Hy Berman saidMinnesota's Commission on Public Safety alarmed federal officials, including President Woodrow Wilson. Wilson was elected on a progressive platform and wanted the rest of the world to see the country as a beacon of democracy.
"(The commission) put a lie to their war objectives of making the world safe for democracy. If Minnesota can't be made safe for democracy, how can the world be made safe for democracy?" Berman said.
Creation of Minnesota's Commission on Public Safety did not occur in a vaccum. The nation was deeply divided. Many Americans wanted no part of a war they saw as Europe's making.
Federal officials had also considered suspending constitutional freedoms to counter opposition to the war. Wilson persuaded Congress to enter the war when German U boats sank American ships carrying arms. But selling the war to Americans remained a problem.
Military leaders urged President Wilson to censor the press and block any accounts of wartime problems. But University of Minnesota speech communications professor Donald Browne saidWilson's circle of close friends included muckracking journalist George Creel.
"Creel then contacted the president and said, 'I heard that the military wants you to censor newspapers.' He said, 'This is going to be a horrible mistake. It's much better if we work with the newspapers to put this on as a positive campaign of why we need to be involved, why this is so crucial.' And the president went for it," Brown said.
So instead of suspending press freedom, President Wilson hired his friend George Creel to become, in effect, this country's first propaganda minister.
Creel directed the Committee on Public Information. He hired people from the around the country, including University of Minnesota graduate school dean and history professor Guy Stanton Ford to advise him.
Creel spent millions of taxpayer dollars on a public relations campaign that used pamphlets, posters and news releases to sell the war to the public.
Browne said one of his most effective techniques was the recruitment of 73,000 "four-minute men." These were prominent citizens enlisted to speak before films shown to audiences in movie theaters.
"This was done all across the country. They had at one time thousands of these people trained to do this, and Creel would retrain them, and send out people to monitor what they were doing," Brown said.
The end of World War I ended the Creel Commission, and it brought the demise of Minnesota's Commission on Public Safety. Both efforts left a bitter taste, but also a legacy of sorts.
Critics found the Creel Commission's techniques for manipulating public opinion unsavory and an inappropriate activity for government. Donald Browne said the Creel Commission doesn't have a modern-day counterpart, however its influence can be seen in contemporary efforts by the federal government to influence public opinion.
"People who masquerade as reporters, give the reporters backdrop and all the rest of it, and make it seem as if this is an honest and bona fide news report. That kind of thing is fairly recent," Browne said. "And yet I have to say, if Creel knew about it he'd probably applaud it. Maybe not applaud it for these specific purposes, but applaud it as an approach."

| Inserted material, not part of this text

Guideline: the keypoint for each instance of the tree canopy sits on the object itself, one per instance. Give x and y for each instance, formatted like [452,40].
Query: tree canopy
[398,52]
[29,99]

In Minnesota, the creation of the Commission on Public Safety was viewed by many as an embarrassing, even dangerous attack on democratic principles.
One unintended consequence of the commission's harassment of labor and farmers is that those two groups united, and the political effect of their merger lingers to this day.
Some modern-day state agencies carry out a few of the law and order functions of the now defunct commission. However they are accountable to elected officials, unlike the Commission on Public Safety which was accountable only to its seven members.
For a brief period of Minnesota history, its powers had a chilling effect on anyone who stepped forward to question its existence.